À partir de là, l’Empire universel est profondément affaibli. Le Saint Empire Romain
Germanique, ou de nation germanique, n’est pas tout à fait mort. Il faudra attendre
Napoléon, autre conquérant, autre Empire, autre expérimentation hasardeuse, mais il s’agit
ici d’une unification par les armes qui nous intéresse sans doute moins.

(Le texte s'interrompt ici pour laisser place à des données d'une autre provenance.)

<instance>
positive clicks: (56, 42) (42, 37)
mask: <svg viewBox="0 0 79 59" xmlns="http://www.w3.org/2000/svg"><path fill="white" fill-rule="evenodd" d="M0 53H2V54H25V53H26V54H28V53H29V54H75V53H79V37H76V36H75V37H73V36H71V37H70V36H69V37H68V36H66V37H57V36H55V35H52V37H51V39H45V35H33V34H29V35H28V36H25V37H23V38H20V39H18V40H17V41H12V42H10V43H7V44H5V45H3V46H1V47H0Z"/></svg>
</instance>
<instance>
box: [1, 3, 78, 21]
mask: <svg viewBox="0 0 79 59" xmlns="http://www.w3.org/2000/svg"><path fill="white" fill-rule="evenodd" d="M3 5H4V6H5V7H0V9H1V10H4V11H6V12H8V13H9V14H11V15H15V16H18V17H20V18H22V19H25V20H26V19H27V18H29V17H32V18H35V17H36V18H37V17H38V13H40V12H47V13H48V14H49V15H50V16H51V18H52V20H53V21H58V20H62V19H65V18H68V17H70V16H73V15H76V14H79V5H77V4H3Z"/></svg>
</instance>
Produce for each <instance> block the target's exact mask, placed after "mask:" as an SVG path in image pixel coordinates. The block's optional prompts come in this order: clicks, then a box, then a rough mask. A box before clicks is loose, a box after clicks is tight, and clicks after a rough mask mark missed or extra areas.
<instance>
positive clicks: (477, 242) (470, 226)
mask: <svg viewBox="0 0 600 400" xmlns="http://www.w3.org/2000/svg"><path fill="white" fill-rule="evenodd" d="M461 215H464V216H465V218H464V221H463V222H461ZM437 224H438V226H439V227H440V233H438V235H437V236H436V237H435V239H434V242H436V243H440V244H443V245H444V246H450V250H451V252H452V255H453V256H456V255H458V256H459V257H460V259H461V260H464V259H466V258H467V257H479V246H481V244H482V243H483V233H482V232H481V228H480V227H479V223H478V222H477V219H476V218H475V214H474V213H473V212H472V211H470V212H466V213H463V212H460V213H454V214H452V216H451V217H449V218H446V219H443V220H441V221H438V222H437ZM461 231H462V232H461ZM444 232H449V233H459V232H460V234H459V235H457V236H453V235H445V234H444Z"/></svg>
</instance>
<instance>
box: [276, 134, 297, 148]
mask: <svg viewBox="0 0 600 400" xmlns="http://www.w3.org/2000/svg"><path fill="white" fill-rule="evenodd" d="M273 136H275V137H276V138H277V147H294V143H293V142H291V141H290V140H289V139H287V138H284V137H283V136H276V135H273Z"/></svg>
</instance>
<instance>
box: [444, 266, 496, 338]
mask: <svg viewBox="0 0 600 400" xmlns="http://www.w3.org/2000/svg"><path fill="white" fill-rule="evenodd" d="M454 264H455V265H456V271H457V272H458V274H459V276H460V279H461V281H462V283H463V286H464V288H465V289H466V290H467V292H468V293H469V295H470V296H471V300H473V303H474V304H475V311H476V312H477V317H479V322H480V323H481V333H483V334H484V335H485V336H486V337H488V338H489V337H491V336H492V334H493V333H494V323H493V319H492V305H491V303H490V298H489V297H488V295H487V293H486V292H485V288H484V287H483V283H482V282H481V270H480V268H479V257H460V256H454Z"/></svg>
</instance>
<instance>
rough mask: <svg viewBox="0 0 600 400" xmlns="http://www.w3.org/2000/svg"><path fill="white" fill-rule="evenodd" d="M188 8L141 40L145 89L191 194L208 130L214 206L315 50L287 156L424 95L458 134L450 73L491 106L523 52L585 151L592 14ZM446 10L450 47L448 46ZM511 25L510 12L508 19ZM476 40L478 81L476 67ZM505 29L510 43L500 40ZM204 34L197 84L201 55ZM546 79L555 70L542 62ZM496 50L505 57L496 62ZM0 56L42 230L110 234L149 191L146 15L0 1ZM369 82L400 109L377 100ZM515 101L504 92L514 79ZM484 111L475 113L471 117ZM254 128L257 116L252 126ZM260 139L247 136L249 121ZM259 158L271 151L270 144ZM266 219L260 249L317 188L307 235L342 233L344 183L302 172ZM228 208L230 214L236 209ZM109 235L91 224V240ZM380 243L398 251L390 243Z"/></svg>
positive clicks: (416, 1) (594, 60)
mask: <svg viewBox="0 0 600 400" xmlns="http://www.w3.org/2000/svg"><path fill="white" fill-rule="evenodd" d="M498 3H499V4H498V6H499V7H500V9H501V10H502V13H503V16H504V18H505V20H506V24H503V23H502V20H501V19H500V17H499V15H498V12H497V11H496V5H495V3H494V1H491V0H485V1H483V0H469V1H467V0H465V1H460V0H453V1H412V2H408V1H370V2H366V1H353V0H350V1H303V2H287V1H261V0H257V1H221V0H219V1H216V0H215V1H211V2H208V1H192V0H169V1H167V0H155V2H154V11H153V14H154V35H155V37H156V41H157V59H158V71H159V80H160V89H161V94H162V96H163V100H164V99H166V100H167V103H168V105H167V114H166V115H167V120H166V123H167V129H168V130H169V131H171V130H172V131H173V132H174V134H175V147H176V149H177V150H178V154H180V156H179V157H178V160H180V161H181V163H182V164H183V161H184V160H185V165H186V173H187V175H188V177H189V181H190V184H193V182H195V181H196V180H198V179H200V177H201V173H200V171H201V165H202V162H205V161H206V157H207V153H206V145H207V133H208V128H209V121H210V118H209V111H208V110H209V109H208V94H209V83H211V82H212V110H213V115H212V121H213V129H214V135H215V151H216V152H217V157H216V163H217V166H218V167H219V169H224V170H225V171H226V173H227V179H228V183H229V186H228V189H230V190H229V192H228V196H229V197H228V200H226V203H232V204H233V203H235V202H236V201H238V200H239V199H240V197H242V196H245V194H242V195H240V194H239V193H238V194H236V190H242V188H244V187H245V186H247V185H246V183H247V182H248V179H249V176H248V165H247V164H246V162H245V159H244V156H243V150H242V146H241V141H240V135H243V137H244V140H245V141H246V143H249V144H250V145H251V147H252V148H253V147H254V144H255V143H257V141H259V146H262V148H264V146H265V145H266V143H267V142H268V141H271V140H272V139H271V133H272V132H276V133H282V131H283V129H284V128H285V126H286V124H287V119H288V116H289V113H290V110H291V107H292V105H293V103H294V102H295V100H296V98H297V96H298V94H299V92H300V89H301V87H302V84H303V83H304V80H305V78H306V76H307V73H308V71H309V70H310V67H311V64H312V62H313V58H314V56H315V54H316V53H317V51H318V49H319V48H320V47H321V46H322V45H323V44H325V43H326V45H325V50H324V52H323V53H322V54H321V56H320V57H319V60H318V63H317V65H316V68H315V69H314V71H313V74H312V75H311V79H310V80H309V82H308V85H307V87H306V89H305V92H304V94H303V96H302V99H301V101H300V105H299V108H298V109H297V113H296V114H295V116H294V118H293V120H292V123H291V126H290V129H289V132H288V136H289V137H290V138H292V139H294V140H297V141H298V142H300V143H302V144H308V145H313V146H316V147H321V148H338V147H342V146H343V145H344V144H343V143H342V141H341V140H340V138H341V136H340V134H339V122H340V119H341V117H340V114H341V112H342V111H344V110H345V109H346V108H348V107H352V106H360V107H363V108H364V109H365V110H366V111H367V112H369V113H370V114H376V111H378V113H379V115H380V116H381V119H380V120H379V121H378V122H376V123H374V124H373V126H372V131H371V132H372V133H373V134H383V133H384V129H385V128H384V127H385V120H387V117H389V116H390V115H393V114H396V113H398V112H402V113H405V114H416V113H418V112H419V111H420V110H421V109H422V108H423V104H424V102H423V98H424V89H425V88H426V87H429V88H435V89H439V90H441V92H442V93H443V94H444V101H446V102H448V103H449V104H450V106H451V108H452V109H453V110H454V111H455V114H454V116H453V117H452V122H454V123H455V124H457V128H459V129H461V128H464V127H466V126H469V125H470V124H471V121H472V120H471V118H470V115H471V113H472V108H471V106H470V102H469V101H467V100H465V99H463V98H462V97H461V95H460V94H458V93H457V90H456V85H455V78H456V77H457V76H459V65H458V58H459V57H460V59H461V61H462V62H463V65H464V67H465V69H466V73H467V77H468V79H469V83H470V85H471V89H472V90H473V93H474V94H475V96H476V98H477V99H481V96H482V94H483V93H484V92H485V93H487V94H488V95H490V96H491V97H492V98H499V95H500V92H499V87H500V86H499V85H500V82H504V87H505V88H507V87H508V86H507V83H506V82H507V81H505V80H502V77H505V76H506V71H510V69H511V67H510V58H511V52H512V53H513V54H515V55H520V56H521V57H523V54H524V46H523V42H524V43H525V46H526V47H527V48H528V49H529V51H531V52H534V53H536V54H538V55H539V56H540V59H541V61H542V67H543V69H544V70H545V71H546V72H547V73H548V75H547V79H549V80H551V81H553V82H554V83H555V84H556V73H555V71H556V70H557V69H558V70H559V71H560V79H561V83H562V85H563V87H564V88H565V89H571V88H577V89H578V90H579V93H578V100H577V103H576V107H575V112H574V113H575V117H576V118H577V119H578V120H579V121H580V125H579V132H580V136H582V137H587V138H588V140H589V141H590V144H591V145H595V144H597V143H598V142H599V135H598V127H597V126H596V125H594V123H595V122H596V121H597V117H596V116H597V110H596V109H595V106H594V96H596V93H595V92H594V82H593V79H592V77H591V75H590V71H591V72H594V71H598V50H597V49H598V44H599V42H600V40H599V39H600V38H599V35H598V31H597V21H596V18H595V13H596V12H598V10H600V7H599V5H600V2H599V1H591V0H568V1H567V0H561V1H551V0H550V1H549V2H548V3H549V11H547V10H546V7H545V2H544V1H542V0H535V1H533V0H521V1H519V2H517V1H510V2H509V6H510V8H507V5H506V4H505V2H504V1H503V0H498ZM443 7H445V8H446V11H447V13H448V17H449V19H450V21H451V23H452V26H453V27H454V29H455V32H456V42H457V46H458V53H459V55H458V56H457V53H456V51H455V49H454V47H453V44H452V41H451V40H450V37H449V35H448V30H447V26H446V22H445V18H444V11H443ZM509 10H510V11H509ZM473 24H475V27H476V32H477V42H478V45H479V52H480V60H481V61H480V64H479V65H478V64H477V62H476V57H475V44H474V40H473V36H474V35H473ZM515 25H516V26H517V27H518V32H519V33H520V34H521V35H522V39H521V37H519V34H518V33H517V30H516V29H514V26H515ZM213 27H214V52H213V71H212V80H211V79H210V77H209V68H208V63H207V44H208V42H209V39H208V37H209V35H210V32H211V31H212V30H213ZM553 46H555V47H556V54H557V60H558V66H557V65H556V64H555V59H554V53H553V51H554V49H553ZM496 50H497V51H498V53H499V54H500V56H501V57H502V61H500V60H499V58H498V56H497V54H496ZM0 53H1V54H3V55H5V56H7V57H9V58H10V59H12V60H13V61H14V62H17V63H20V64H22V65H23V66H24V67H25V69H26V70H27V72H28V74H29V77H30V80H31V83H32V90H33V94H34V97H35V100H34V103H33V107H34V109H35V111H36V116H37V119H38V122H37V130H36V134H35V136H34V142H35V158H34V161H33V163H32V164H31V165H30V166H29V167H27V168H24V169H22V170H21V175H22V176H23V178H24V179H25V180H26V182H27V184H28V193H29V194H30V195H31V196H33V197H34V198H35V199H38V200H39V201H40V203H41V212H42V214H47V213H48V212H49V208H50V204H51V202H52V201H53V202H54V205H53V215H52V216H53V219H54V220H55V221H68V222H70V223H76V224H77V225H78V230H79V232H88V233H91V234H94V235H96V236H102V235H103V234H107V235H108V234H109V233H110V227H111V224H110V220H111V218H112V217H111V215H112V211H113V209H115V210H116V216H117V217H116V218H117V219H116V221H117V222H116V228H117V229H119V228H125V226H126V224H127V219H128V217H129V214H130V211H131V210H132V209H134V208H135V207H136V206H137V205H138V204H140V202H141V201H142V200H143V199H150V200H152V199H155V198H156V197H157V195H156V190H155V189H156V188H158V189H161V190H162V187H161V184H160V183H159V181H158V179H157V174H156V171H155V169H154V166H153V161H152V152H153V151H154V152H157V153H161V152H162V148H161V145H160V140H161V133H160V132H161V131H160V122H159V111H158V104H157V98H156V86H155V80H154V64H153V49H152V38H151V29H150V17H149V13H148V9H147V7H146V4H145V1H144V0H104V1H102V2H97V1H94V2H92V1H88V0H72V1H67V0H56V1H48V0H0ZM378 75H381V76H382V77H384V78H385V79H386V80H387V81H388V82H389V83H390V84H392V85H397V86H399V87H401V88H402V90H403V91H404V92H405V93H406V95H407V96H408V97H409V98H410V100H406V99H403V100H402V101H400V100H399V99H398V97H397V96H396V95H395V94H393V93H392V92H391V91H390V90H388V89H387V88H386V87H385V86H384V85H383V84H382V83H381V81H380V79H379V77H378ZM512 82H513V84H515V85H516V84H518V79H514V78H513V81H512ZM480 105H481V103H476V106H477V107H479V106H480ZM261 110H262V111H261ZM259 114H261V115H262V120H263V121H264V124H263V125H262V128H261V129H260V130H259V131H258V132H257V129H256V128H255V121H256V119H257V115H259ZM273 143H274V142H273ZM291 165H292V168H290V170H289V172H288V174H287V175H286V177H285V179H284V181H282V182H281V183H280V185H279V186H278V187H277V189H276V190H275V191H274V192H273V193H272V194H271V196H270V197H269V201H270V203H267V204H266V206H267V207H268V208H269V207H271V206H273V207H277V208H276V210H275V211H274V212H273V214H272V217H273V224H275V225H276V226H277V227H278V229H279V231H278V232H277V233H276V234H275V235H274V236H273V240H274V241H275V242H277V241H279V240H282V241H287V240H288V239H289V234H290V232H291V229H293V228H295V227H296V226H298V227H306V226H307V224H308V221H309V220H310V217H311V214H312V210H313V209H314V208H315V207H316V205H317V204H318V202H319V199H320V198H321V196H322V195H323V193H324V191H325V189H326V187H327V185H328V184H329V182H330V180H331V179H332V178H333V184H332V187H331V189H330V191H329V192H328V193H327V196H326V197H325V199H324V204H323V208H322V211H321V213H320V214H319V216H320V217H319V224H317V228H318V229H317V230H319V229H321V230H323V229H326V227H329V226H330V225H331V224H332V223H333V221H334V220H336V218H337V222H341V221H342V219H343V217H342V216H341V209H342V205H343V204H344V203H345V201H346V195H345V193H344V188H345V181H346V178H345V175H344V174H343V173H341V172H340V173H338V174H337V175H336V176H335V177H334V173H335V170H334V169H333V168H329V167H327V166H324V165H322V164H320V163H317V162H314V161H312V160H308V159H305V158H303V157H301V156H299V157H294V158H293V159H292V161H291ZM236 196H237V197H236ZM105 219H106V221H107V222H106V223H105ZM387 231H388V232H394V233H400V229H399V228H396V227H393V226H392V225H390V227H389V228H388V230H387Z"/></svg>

Voilà, les éléments fondamentaux, selon moi, de l’héritage romain. Il y en a d’autres,
j’ai essayé de présenter l’essentiel. Je terminerai par une brève conclusion qui me semble
importante. Aujourd’hui, lorsque l’on évoque le modèle romain, on ne pense plus forcément
à l’Europe. J’ai lu dernièrement un article de Michel Rocard « Du bon usage d’une Europe
sans âme ». Il y exprime l’idée que l’Empire romain d’aujourd’hui, c’est évidemment les
États-Unis d’Amérique. Je ne sais pas pour qui la comparaison est flatteuse. En tous cas, il
est intéressant de noter que dans le dialogue actuel difficile entre une partie de l’Europe et
les États-Unis d’Amérique, deux conceptions s’affrontent : la paix par l’Empire, mais comme
puissance politique, ou la paix par l’apaisement, par le droit, qui caractériserait le modèle
européen. Sachez que ceci se retrouve dans un dialogue absolument essentiel entre
Sénèque et Néron, imaginé par Sénèque. Sénèque qui pense que l’apaisement fera
finalement la paix romaine, alors que Néron lui répond par la puissance du politique, la
puissance des armes, la puissance de son imperium.